In this blog, I am currently discussing the medieval church as found in my West Country Medieval Mystery Series featuring my heroine, the Lady Apollonia of Aust. I began with medieval cathedral churches, then focused last month on Glastonbury Abbey, one of the wealthiest and most important abbeys at the time of my stories. This month I would like to shift to another English monastic church, Saint Mary’s Abbey in Cirencester, Gloucestershire. This abbey plays a major role in my fourth book, Templar’s Prophecy.
Unlike Glastonbury Abbey, there are no ruins surviving above ground for the monastic buildings that once stood in Cirencester. A model of the medieval monastery, shown above, is on display at the Corinium Museum in Cirencester. Some of the original abbey walls still exist as does one of the gates, the Norman Gate which is shown just below. The abbey wall next to the parish church is shown beyond that. Even further below is the grass parkland where the abbey church stood. Flat stones outline the church walls while the bases of the interior columns are just visible.
The present abbey church was begun in 1117 with help from King Henry I. It was dedicated in 1176 and was already an Augustinian monastery on the site of what is reputed to be the oldest known Saxon church in England. Throughout the 12th and 13th centuries, it became more powerful, wealthy, and began to dominate the local economy, controlling the local markets for example.
This led to tension between the abbey and the town in the 14th century, much of which came to a head in the last decade of that century when Templar’s Prophecy is set. This tension between the monastery and townsfolk is something I have described in my novel. Many of the monks of Saint Mary’s Abbey play significant roles in this story, more so than monks in any of my other Lady Apollonia books.
Saint Mary’s Abbey in Cirencester ceased to exist in 1539 with King Henry VIII’s dissolution of all monastic institutions. The stone buildings represented in the model at the top of this posting were thoroughly quarried and reused locally. Some of the stone went into Abbey House which was built and later rebuilt on the grounds of the abbey. Abbey stone also went into other buildings in town, some of which have signs to indicate this reuse.
Other traces of the abbey can be found in and around Cirencester. A dovecot and an abbey tithe barn, shown above, can be found on the outskirts of the town at Barton Farm. Such buildings were valuable for use apart from the monastic enterprise and often survived the dissolution of the monasteries.
There are numerous steams running through the town and into the abbey grounds.

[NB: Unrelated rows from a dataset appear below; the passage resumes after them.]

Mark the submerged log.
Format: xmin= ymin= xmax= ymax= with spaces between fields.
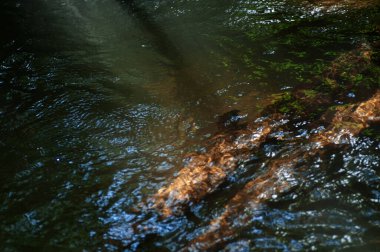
xmin=151 ymin=117 xmax=275 ymax=217
xmin=187 ymin=90 xmax=380 ymax=251
xmin=150 ymin=43 xmax=375 ymax=217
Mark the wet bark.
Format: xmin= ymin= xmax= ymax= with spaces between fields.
xmin=186 ymin=90 xmax=380 ymax=251
xmin=151 ymin=116 xmax=275 ymax=216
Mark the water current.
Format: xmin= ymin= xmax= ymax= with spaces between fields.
xmin=0 ymin=0 xmax=379 ymax=250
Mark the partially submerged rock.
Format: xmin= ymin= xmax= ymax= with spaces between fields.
xmin=187 ymin=90 xmax=380 ymax=251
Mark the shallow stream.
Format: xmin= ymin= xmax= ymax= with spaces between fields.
xmin=0 ymin=0 xmax=379 ymax=250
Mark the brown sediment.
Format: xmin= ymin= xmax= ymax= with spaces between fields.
xmin=187 ymin=91 xmax=380 ymax=251
xmin=150 ymin=43 xmax=375 ymax=217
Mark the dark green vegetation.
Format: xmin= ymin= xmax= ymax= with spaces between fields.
xmin=0 ymin=0 xmax=379 ymax=251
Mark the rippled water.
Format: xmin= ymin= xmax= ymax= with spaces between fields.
xmin=0 ymin=0 xmax=379 ymax=251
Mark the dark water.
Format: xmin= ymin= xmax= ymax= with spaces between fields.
xmin=0 ymin=0 xmax=379 ymax=251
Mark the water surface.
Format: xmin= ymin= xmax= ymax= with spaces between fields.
xmin=0 ymin=0 xmax=379 ymax=250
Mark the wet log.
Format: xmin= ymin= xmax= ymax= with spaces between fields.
xmin=150 ymin=43 xmax=375 ymax=217
xmin=151 ymin=117 xmax=275 ymax=217
xmin=187 ymin=90 xmax=380 ymax=251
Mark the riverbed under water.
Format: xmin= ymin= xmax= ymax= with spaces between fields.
xmin=0 ymin=0 xmax=379 ymax=251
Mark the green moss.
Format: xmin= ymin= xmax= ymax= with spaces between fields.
xmin=290 ymin=100 xmax=304 ymax=112
xmin=221 ymin=58 xmax=230 ymax=68
xmin=277 ymin=100 xmax=304 ymax=114
xmin=362 ymin=128 xmax=380 ymax=141
xmin=322 ymin=78 xmax=338 ymax=90
xmin=282 ymin=92 xmax=292 ymax=101
xmin=279 ymin=106 xmax=290 ymax=113
xmin=324 ymin=51 xmax=340 ymax=57
xmin=290 ymin=51 xmax=307 ymax=58
xmin=353 ymin=73 xmax=364 ymax=82
xmin=270 ymin=92 xmax=291 ymax=104
xmin=362 ymin=128 xmax=374 ymax=136
xmin=270 ymin=91 xmax=306 ymax=114
xmin=301 ymin=89 xmax=318 ymax=98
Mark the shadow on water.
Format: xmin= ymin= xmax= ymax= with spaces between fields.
xmin=117 ymin=0 xmax=236 ymax=112
xmin=120 ymin=0 xmax=187 ymax=69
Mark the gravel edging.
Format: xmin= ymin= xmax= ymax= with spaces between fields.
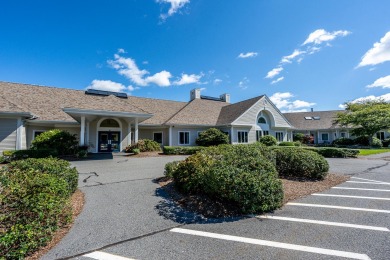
xmin=25 ymin=189 xmax=85 ymax=260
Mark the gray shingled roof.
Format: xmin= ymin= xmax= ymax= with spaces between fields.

These are reminders that Cirencester Abbey, like many monastic institutions, was quite dependent on water, not just for daily life in the abbey but also to run its mills. A picture of one of these streams is shown below.
Recently, I have talked about major medieval monastic churches in my stories. Next month, I will describe some of the lesser monastic institutions known to the Lady Apollonia in her 14th century adventures.